• Aucun résultat trouvé

Le football comme outil de gestion de l’incertitude sur le marché des biens : concurrence sportive européenne et financement mondialisé

Dans le document Jérémie  BASTIEN   THÈSE (Page 111-114)

Régime international

2.1. Le football comme construit historique et social : du football professionnel au football européen

2.1.3. Le football comme outil de gestion de l’incertitude sur le marché des biens : concurrence sportive européenne et financement mondialisé

La troisième et dernière période reconnue dans la littérature spécialisée s’est ouverte dans les années 1970 et perdure aujourd’hui. Une rupture majeure mise en avant par de nombreux chercheurs est la commercialisation des JO dans les années 1980. En effet, l’amateurisme et les valeurs coubertiennes des JO ont toujours freiné la pénétration massive d’intérêts financiers dans le sport. L’olympisme garantissait une frontière entre sport et économie, notamment parce que les sportifs professionnels ne pouvaient pas participer aux JO. Pour autant, les relations entre ces deux sphères étaient réelles dans certains sports à l’image du football. Les JO limitaient la marchandisation du sport. L’autorisation de l’exploitation commerciale des anneaux olympiques en 1981 ainsi que la privatisation du financement des JO de Los Angeles en 1984 qui a notamment abouti à la mise en place d’un programme de marketing des JO, ont nettement intensifié les relations entre la sphère sportive

et la sphère économique.

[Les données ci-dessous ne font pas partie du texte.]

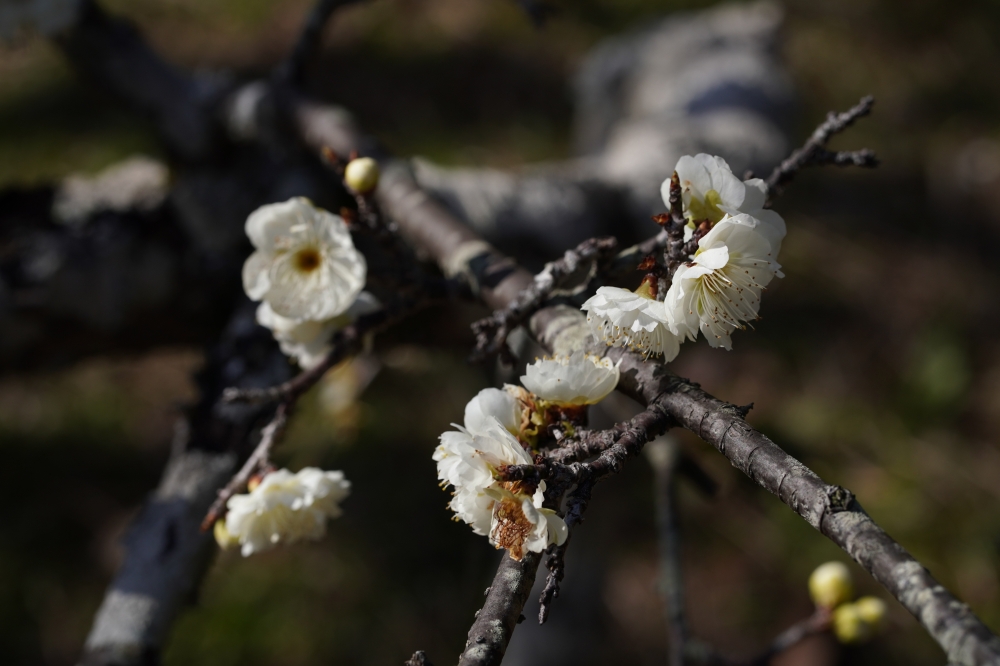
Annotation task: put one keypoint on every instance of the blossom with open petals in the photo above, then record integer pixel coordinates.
(491, 403)
(285, 508)
(509, 512)
(467, 460)
(577, 379)
(720, 288)
(521, 525)
(305, 265)
(710, 191)
(623, 318)
(308, 341)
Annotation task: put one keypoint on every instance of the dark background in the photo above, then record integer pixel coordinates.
(877, 361)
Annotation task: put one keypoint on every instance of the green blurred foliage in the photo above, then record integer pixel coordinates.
(876, 363)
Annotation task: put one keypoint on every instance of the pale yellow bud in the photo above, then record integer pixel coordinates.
(849, 626)
(362, 174)
(830, 585)
(223, 537)
(873, 611)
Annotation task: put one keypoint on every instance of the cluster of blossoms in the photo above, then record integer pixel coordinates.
(309, 277)
(307, 274)
(282, 508)
(503, 427)
(831, 589)
(718, 289)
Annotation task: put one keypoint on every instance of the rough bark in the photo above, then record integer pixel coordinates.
(494, 625)
(166, 554)
(831, 509)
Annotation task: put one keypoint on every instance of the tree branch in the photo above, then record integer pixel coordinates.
(111, 52)
(814, 151)
(492, 332)
(664, 455)
(494, 625)
(166, 552)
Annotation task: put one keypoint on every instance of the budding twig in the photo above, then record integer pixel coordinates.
(814, 151)
(258, 460)
(492, 332)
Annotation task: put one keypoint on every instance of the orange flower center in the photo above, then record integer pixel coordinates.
(307, 260)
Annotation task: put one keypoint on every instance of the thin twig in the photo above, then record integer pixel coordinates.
(556, 564)
(814, 151)
(492, 332)
(419, 658)
(665, 455)
(293, 68)
(258, 460)
(816, 623)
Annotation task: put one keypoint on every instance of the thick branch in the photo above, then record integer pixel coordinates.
(113, 281)
(832, 510)
(166, 552)
(111, 52)
(664, 455)
(494, 625)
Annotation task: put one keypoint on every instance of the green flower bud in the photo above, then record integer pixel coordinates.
(830, 585)
(849, 626)
(873, 611)
(362, 175)
(223, 537)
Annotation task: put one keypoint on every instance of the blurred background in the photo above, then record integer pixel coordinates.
(877, 361)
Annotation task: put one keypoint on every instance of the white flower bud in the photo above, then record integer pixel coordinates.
(362, 175)
(830, 585)
(223, 536)
(285, 508)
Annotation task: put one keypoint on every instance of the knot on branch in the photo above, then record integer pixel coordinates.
(839, 499)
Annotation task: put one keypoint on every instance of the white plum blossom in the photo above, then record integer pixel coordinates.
(707, 186)
(500, 404)
(624, 318)
(285, 508)
(720, 288)
(521, 525)
(467, 461)
(308, 341)
(577, 379)
(305, 265)
(710, 191)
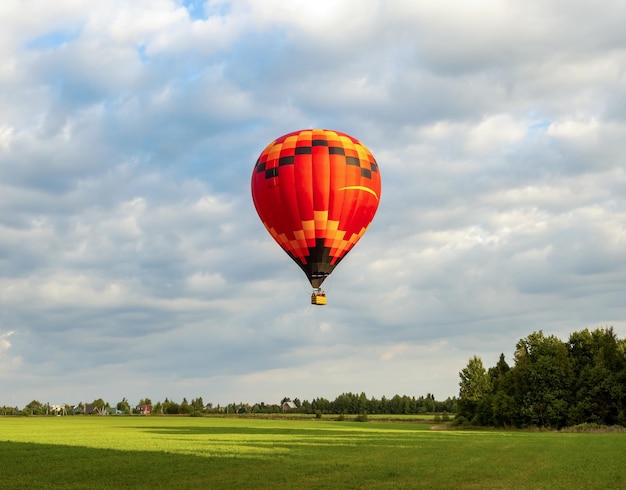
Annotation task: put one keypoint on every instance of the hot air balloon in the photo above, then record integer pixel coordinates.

Le sport bascule pleinement dans une logique commerciale. D’autant plus que le développement de la télévision contribue à affirmer son rôle dans le sport. Le sport spectacle est rapidement devenu un support privilégié des télévisions. En 1989,

Eurosport, chaîne de télévision dédiée à la diffusion du sport, est d’ailleurs créée par l’Union

européenne de radiodiffusion. Le football professionnel s’internationalise davantage dans la mesure où il produit une audience mondiale. Les compétitions européennes gagnent en popularité puisqu’elles permettent une confrontation entre les meilleurs clubs d’Europe qui stimule d’autant plus l’audience du football. La création de la Ligue des Champions en 1992 favorise cette concurrence européenne.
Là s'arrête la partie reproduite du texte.